Los Angeles County Sheriff Alex Villanueva said his department would not enforce a COVID-19 health order mandating people to wear masks indoors, saying it’s “not backed by science” and citing an “underfunded” department.
The statement was issued one day after county officials announced a new mask mandate for residents in indoor public locations regardless of vaccine status, set to take effect Saturday at 11:59 p.m.
“Forcing the vaccinated and those who already contracted COVID-19 to wear masks indoors is not backed by science and contradicts the U.S. Centers for Disease Control and Prevention (CDC) guidelines,” Villanueva said Friday.
The CDC guidance states fully vaccinated people can resume daily activities without wearing a mask unless otherwise instructed by workplaces, businesses, or travel authorities.
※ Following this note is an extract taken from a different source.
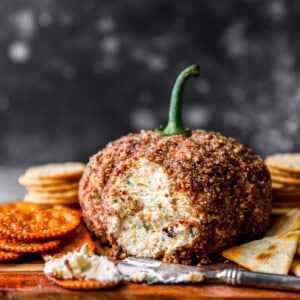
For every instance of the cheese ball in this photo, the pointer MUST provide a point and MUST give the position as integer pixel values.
(179, 198)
Villanueva added deputies would “not expend our limited resources” to enforce the order, noting the Los Angeles County Sheriff’s Department is already “underfunded/defunded.” Still, the sheriff said law enforcement requests “voluntary compliance.”
California reported 1,002 new coronavirus cases on June 15, the same day the state fully reopened from previous pandemic measures. Fast forward to Friday when 4,651 new cases were reported, according to the state’s coronavirus tracker — a sign of a new surge with the highly transmissible delta variant spreading nationwide.
Unvaccinated people account for all the COVID-19 patients at county-run hospitals, one official said Tuesday.
“To date, we have not had a patient admitted to a DHS hospital who has been fully vaccinated with either the J&J, Pfizer, or Moderna vaccine,” said Dr. Christina Ghaly, director of the Los Angeles County Department of Health Services, according to a local ABC affiliate.
Villanueva encouraged the county’s Department of Public Health to work with the Board of Supervisors and local law enforcement to “establish mandates that are both achievable and supported by science.”
Among the Los Angeles County population, 69.3% of those eligible have received at least one dose of a coronavirus vaccine, while 61% are fully vaccinated, according to county data.
Los Angeles County, the most populous in the country with roughly 10 million residents, leads the United States in total confirmed cases of COVID-19 and confirmed deaths due to the disease, according to data from Johns Hopkins University.